How do you do either of those without a cartridge?



For the bar, drill a series of chambers along the length of a flat sided bar for the ball and charge, like an ammo strip for a volleygun. The bar is slid to the breech opening to align individual chambers with the bore and locked down and the chamber fired through a touchhole as they line up. Puckle gun used a drum, of drilled out powder chambers, that was revolved by hand or ratchet like a revolver. Each chamber was locked down and fired as it aligned with the barrel bore. To me both systems would appear to be gunner and assistant type operations for best performance.
 
Last edited:
Also, a Chinese source states that a Jesuit was commissioned to make a cannon shooting shrapnel shells but failed to build one even after an year. Eventually Dai Zi was commissioned, who designed a working shell-shooting cannon in just 8 days which worked excellently against the Mongols.
 
For the bar, drill a series of chambers along the length of a flat sided bar for the ball and charge, like an ammo strip for a volleygun.

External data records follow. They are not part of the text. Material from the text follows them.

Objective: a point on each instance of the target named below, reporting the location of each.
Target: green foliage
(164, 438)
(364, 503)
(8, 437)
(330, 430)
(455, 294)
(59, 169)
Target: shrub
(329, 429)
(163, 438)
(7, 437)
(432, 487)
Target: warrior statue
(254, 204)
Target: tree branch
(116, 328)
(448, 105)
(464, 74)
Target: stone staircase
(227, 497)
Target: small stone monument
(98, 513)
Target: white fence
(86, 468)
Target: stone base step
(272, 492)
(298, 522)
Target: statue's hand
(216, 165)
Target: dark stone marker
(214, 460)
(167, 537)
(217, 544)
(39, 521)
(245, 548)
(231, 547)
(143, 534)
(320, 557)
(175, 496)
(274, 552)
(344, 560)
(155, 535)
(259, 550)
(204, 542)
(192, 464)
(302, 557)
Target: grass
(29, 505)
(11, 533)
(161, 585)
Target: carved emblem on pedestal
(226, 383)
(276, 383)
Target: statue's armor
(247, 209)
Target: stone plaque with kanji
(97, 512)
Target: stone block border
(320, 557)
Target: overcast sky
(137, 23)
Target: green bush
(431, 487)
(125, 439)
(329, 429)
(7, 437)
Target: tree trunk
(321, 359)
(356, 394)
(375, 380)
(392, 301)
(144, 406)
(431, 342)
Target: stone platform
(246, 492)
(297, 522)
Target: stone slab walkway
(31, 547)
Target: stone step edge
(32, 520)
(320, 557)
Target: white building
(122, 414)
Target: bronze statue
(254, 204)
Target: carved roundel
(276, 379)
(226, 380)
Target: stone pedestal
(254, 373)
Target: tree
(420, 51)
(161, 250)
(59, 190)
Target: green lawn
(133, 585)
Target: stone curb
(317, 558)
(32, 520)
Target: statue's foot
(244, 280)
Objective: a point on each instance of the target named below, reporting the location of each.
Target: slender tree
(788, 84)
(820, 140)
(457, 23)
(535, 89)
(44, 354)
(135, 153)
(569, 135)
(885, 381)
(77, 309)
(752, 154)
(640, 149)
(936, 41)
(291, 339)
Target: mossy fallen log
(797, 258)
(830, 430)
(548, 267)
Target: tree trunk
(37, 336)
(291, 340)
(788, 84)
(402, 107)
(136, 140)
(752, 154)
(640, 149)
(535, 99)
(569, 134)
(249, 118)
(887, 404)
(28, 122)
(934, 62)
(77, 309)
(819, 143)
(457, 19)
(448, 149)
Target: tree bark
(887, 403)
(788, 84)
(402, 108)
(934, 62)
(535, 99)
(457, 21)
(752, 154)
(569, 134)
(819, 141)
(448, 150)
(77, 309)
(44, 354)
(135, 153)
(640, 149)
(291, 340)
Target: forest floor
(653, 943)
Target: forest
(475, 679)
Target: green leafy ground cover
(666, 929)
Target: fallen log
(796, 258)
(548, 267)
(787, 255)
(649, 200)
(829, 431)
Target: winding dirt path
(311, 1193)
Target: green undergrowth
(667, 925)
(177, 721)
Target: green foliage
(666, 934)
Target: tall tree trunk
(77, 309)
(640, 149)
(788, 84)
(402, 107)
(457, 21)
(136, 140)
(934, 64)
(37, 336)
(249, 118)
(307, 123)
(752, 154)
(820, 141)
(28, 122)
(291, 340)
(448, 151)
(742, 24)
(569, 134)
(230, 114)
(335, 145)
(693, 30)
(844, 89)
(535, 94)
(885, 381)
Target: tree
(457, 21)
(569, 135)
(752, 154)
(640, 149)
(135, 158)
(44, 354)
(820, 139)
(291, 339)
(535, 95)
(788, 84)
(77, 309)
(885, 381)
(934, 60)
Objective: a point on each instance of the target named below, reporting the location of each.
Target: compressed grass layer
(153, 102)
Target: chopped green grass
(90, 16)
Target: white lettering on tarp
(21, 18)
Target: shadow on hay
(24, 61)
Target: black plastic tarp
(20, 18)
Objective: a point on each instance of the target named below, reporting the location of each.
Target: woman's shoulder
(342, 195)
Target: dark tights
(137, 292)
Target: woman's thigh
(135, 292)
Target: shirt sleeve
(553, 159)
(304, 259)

Then you would either need a very long bar or one that doesn't have that many charges in it since you would need them separated by a fair amount to make sure that none of the other chambers were ignited by a stray ember.
The bar is slid to the breech opening to align individual chambers with the bore and locked down and the chamber fired through a touchhole as they line up.
That is something that would need to be EXTREMLY precise and since would be done by hand, how exactly do you make something that will let you know when you're lined up perfectly and yet be easy enough to move to be able to actually pull. Not to mention, making a series of them the same would be very difficult, but you need them to be precise otherwise you won't have a good lineup and the ball won't go into the barrel and explode the gun.
Puckle gun used a drum, of drilled out powder chambers, that was revolved by hand or ratchet like a revolver. Each chamber was locked down and fired as it aligned with the barrel bore.
Yet the OP is asking about having it adopted by the Army, and a machine like that would take too much time, be too heavy and cost too much for the government to go with it.
 
Then you would either need a very long bar or one that doesn't have that many charges in it since you would need them separated by a fair amount to make sure that none of the other chambers were ignited by a stray ember. That is something that would need to be EXTREMLY precise and since would be done by hand, how exactly do you make something that will let you know when you're lined up perfectly and yet be easy enough to move to be able to actually pull. Not to mention, making a series of them the same would be very difficult, but you need them to be precise otherwise you won't have a good lineup and the ball won't go into the barrel and explode the gun. Yet the OP is asking about having it adopted by the Army, and a machine like that would take too much time, be too heavy and cost too much for the government to go with it.



The whole gun and bar magazine ensemble was made by a gunsmith, the precision apparently wasn't a terrible problem, and wouldn't have been for Chinese artisans. The puckle gun (and tripod) looks to be two man transportable. I imagine the Chinese would have mounted either weapon on wheeled barrows as they did light cannon/rockets.